Une augmentation sensible qui s’explique, selon l’ASNR, par « une meilleure transmission des résultats dosimétriques à SISERI (le système d’information de la surveillance de l’exposition aux rayonnements ionisants) ». Les travailleurs supplémentaires en 2025 étaient déjà inscrits à SISERI mais n’avaient pas transmis leurs résultats.
Un peu plus de 90 % d’entre eux ont reçu en 2025 des doses inférieures à 0,1 mSv (millisievert). Or, 0,1 mSv est le « seuil d’enregistrement » à partir duquel on commence à mesurer l’exposition aux rayonnements. Ces personnes sont donc considérées comme « non exposées ».
Pour autant, la dose individuelle annuelle moyenne est de 0,03 mSv, indique le bilan. En effet, 532 personnes ont tout de même reçu entre 0,1 et 1 mSv, faisant grimper la moyenne. Mais une dose de 1 mSv est considérée en radioprotection comme une dose faible, voire très faible.
Vingt-deux personnes ont reçu entre 1 et 5 mSv, sans que le bilan n’indique les raisons de ces expositions, et aucune n’a reçu plus de 5 mSv.
Dans le domaine médical hors dentaire (imagerie classique, médecine nucléaire, radiothérapie, etc. et vétérinaire), 119 088 travailleurs ont été suivis. La dose individuelle moyenne est de 0,06 mSv en médecine et de 0,01 mSv dans le secteur vétérinaire.
Globalement, 265 484 travailleurs ont été suivis en 2025, dans l’industrie nucléaire ou non, la santé, la recherche ou encore les activités exposant à la radioactivité naturelle. La dose individuelle moyenne s’établit à 0,32 mSv, en baisse par rapport à 2024 (0,35 mSv).
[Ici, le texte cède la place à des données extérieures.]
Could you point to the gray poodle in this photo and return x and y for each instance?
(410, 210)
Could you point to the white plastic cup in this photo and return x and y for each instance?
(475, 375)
Ce sont les travailleurs exposés aux rayonnements cosmiques (personnel navigant, par exemple), ainsi que ceux manipulant des matières premières contenant des éléments issus des familles naturelles du thorium, de l’uranium ou d’autres sources d’origine naturelle, qui reçoivent la dose individuelle moyenne la plus élevée (0,95 mSv), devant même les travailleurs du nucléaire (0,50 mSv).